During the 1990s, Welch appeared on several TV shows, co-starring with Lauren Hutton in the drama “C.P.W.” in 1996, appearing in a recurring role on “Spin City” and even playing herself on an episode of “Seinfeld.”

In the 2000s, Welch embraced her Latin heritage by co-starring in PBS’ Emmy-nominated series “American Family,” about a Latino family struggling in Los Angeles. She also had a scene-stealing role in the 2001 film “Legally Blonde” opposite Reese Witherspoon.

"So sad to hear about Raquel Welch's passing. I loved working with her on Legally Blonde," Witherspoon tweeted Wednesday. "She was elegant, professional and glamorous beyond belief. Simply stunning."

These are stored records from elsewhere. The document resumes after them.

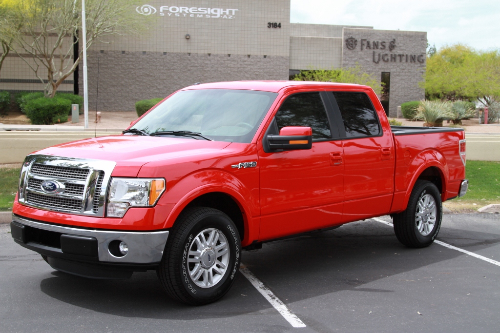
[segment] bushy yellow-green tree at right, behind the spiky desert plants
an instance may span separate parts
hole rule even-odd
[[[485,105],[500,100],[500,53],[476,51],[456,44],[427,56],[426,98],[479,100]]]

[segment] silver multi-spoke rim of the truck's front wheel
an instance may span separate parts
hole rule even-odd
[[[189,246],[187,265],[192,282],[201,288],[215,286],[222,280],[229,263],[229,247],[217,229],[201,231]]]

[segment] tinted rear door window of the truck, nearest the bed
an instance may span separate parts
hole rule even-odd
[[[342,115],[345,136],[372,136],[380,133],[378,119],[365,93],[333,92]]]

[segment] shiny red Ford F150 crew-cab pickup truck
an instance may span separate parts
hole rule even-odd
[[[463,130],[391,127],[367,86],[197,84],[122,135],[28,155],[11,232],[56,270],[156,270],[173,299],[206,304],[271,240],[389,214],[402,244],[428,246],[464,166]]]

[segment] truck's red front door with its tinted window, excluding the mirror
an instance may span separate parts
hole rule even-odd
[[[266,153],[259,145],[259,240],[327,228],[341,221],[343,150],[325,102],[329,100],[323,92],[288,96],[266,132],[278,134],[285,126],[311,127],[311,149]]]

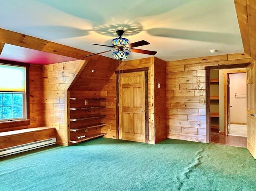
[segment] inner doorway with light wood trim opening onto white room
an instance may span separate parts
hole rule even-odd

In 2017, Welch co-starred in the ensemble comedy “How to Be a Latin Lover” with Rob Lowe and Salma Hayek and as the mother-in-law in the Up TV sitcom “Date My Dad.” More recently, she was known for developing her own successful wig line.

Though she believed they held her back, she didn't regret taking on the sex-kitten roles that propelled her early career.

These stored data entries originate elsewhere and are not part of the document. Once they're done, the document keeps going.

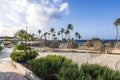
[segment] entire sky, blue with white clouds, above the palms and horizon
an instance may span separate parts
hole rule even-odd
[[[13,36],[28,26],[37,34],[73,24],[72,37],[115,39],[113,25],[120,18],[120,0],[0,0],[0,35]],[[120,31],[120,29],[119,29]]]

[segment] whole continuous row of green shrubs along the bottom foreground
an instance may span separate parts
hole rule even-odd
[[[120,80],[120,72],[108,67],[97,64],[83,64],[79,67],[71,59],[56,55],[30,60],[28,65],[43,80]]]

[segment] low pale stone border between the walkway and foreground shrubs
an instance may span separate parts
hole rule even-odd
[[[13,61],[13,64],[29,79],[29,80],[42,80],[38,78],[32,71],[29,69],[25,68],[19,63],[16,63]]]

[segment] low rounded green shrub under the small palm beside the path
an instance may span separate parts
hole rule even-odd
[[[38,53],[35,52],[34,50],[32,51],[27,50],[27,52],[15,51],[11,53],[11,58],[16,62],[27,62],[28,60],[36,58],[37,55]]]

“I am not a fool,” she told The Times in 2010. “I realized when I came along, I wasn’t Meryl Streep who had been put into a bikini. I was somebody that got rocketed into the spotlight and superstardom overnight. I knew this was going to give me an opportunity and I should make the best of it."

She is survived by son Damon James Welch and daughter Tahnee Welch.